The militant group has claimed responsibility for the attack on Friday last week that targeted a secondary school in the town of Kankara, in Katsina state.
However, sources said that the operation was carried out on Boko Haram’s orders by a notorious local gangster called Awwalun Daudawa.
Photo: AP
The 43-year-old worked in collaboration with Idi Minorti and Dankarami, two other crime chiefs with strong local followings, they said.
Criminal gangs, known locally as “bandits,” have terrorized communities in northwest Nigeria for years and experts have said that militants would attempt to forge an alliance with them.
Daudawa “was an armed robber and a cattle rustler before he turned to gunrunning, bringing in weapons from Libya, where he had received training, and selling them to bandits,” a security source said.
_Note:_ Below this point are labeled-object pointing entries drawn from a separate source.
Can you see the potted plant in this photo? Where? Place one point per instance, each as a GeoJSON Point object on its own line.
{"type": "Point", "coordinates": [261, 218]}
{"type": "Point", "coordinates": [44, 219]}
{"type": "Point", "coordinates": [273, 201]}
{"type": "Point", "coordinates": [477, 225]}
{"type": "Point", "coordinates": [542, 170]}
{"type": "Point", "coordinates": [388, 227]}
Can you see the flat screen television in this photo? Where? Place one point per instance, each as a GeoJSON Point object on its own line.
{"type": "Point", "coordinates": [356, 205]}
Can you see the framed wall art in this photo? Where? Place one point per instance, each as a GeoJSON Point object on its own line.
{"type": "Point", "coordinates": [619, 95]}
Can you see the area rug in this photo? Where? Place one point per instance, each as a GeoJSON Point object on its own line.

“Over time, he forged an alliance with Boko Haram and became their gunrunner, taking weapons the group seizes from the Nigerian security forces in raids and ambushes, and selling them to bandits for a cut,” the source said.
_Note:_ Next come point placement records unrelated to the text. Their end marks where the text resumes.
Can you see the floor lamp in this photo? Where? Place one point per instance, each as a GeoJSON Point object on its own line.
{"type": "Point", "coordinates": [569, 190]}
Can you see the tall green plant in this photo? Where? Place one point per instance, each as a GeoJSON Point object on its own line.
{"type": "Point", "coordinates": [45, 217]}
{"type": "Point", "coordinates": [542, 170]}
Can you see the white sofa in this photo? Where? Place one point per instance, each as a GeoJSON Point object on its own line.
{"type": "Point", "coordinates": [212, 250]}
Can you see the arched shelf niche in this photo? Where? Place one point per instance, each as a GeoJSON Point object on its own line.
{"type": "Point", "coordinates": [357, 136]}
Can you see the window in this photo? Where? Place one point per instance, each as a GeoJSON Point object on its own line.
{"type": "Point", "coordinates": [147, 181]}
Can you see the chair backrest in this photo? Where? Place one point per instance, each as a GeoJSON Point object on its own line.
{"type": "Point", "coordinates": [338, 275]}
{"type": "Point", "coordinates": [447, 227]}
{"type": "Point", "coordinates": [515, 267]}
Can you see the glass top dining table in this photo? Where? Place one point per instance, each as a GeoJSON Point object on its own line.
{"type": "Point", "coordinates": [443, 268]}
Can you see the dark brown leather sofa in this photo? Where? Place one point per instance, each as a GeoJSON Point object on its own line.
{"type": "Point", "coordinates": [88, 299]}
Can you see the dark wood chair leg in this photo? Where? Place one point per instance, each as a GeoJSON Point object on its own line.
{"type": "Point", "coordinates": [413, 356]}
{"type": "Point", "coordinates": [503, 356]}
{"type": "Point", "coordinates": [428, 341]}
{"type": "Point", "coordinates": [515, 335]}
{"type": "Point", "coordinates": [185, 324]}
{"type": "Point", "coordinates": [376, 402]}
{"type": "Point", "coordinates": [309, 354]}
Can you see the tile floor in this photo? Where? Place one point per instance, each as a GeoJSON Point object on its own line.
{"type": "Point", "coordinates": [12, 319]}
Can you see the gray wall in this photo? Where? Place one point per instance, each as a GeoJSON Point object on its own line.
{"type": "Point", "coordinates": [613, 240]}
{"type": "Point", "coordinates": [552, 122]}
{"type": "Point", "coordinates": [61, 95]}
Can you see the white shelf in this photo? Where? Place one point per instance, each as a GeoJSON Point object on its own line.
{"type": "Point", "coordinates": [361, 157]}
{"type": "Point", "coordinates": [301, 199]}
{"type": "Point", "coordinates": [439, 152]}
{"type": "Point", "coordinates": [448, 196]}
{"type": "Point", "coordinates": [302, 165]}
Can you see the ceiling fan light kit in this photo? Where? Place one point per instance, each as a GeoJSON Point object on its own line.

“Awwalun Daudawa was spotted in the forest in the Kankara area, where he recently relocated and there were reports that he was planning something, but it was not clear what it was,” the source added.
Another source with intimate knowledge of “bandit” activities in Katsina and Zamfara states said: “From available information, Awwalun Daudawa was ordered by Abubakar Shekau to kidnap the schoolboys, and he enlisted the help of Idi Minorti and Dankarami.”
“After the children were taken, they went across the border into Zamfara state and split them among different gangs ‘for safekeeping,’” the source said. “Some of the gangs have been in touch with the authorities for the release of the boys.”
The attack occurred hundreds of kilometers from Boko Haram’s stronghold in northeast Nigeria, where it launched a brutal insurgency a decade ago.
The militants made a claim of responsibility in a four-minute audio, sent to Agence France-Presse through the same channel as previous messages from the group.
“I am Abubakar Shekau and our brothers are behind the kidnapping in Katsina,” said the voice in the recording, resembling that of the elusive Boko Haram leader.
Shekau was behind the 2014 abduction of 276 schoolgirls in Chibok that sparked global outrage.
However, another source said that there is an ongoing peace pact between bandits and the Zamfara state government, which the bandits do not want to breach.
“They have been under intense pressure to release the boys,” the source added.